I’m looking at testing if my changeset function only allows the safe fields to be updated.
def update_changeset(attrs \\ %{}) do
%Accounts.User{}
|> cast(attrs, [:safe_field_1, :safe_field_2])
end
However, looking at the Changeset struct that’s returned by the above function, the casted field information is not stored in the Changeset struct. This makes it not possible to test the whitelisted fields.
This raises two questions for me:
Isn’t it of any value to test if we only whitelist safe fields?
If yes, is there any way to currently do this in Ecto or can this only be done with a change in Ecto core?
yes changeset.changes stores the changes. However, it doesn’t solve my needs:
Let’s say I have the following changeset for updating User profile settings and I allow only the :name field to be updated.
def update_settings_changeset(attrs \\ %{}) do
%Accounts.User{}
|> cast(attrs, [:name])
end
I want to write a test to check if only :name is allowed. changeset.changes allows me to check if I have allowed :name but it’s not suitable for checking if :name ALONE IS allowed
For instance I want to avoid a situation where a developer accidentally adds :role field to the allowed list of fields in the changeset. A test that is checking if :name is allowed will not fail by this addition.
Couldn’t you include a value for ‘:role’ in ‘attrs’ and then test to ensure it is not included in the changeset changes?
If you were updating a user instead of creating a user (as in this example) you would need to make sure that the value of ‘:role’ in ‘attrs’ was different from the existing value. Otherwise it would not be seen as a change and, while the test would pass, it would not be a valid test.

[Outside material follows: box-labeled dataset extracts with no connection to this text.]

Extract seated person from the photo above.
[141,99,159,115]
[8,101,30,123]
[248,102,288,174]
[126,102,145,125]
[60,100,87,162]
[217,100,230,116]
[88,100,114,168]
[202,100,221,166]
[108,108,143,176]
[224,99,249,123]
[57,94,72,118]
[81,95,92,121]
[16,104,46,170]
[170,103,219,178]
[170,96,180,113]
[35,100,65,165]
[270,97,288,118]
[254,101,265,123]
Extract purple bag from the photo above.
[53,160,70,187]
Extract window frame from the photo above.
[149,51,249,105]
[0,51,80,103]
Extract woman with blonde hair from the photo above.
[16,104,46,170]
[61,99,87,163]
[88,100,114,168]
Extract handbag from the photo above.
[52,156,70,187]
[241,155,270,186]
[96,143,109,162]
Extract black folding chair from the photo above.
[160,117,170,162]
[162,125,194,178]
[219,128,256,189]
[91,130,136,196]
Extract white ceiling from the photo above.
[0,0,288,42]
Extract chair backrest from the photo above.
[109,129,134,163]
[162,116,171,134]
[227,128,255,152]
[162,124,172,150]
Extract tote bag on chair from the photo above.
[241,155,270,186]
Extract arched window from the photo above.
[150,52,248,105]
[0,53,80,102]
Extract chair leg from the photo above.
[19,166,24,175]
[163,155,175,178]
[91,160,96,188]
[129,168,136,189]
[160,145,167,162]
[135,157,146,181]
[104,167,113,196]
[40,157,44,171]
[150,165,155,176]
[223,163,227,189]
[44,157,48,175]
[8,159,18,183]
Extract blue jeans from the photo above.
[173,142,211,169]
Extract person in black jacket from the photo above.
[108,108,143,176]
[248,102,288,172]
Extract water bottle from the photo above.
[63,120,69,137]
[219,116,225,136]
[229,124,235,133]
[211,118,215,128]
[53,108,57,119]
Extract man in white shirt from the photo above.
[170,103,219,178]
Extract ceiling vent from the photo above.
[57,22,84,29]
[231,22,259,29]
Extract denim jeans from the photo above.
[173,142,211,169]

Nope. Including :role in attrs wouldn’t work because I’m using :role just to illustrate my point as an example.
While I know the list of fields to be allowed in my changeset, I may not know all the fields that shouldn’t be allowed as fields can be added to the schema at a later point which is not safe to be included in this changeset.
You can then pass this in as attrs and all of the fields allowed by cast will either be in changeset.changes or changeset.errors. The fields not allowed by cast will not appear in the changeset as either a change or an error.
Good question, I think it’s something we don’t ask often enough! In this case I’d say it’s not worth it because we’re basically testing if Ecto whitelisting works and, yes, it works - it’s tested in Ecto itself
Aside: A while ago I was working on an “auto” form builder: given ecto schema and whitelist of fields it generates form inputs. A changeset.permitted field would be convenient because I wouldn’t have to pass a separate @permitted assign to the template, but I did the latter and it wasn’t too bad.
What I understood is that @shankardevy was not trying to test that Ecto ‘cast’ was working, but rather that the whitelist had not been accidentally changed.
@shankardevy if you want, you can prepare changeset test with empty structure and validate valid status - this enable check changes.
test "update_changeset/1 enable edit only name" do
changeset =
%Accounts.User{}
|> Accounts.User.update_changeset(%{})
refute changeset.valid?
assert [name: {"can't be blank", _validations}] == changeset.errors
end
@wojtekmach I agree that we shouldn’t try to test things that Ecto is testing internally.
However, my concern here is not testing Ecto, rather a function defined by the user that returns a changeset. i.e., I am not testing cast/3 if it works but a function such as update_user_changeset that uses cast/3. I want to test if my update_user_changeset function is returning a sanitized changeset without allowing any unsafe fields.
Thanks @Ryzey. So far, this is by most the closest thing that I am looking for. I wish there was a cleaner API in Ecto.Changeset itself such as a simple storing of all the whitelisted fields in the changeset struct could be much easier to test.
def changeset(struct, args) do
struct
|> cast(args, safe_changeset_attrs())
end
def safe_changeset_attrs(), do: [:foo, :bar]
then in your test case you can just assert on that list. It doesn’t stop you from changing your changeset function completely but I mean, your current test wouldn’t stop someone from using Ecto.Changeset.change directly anyway.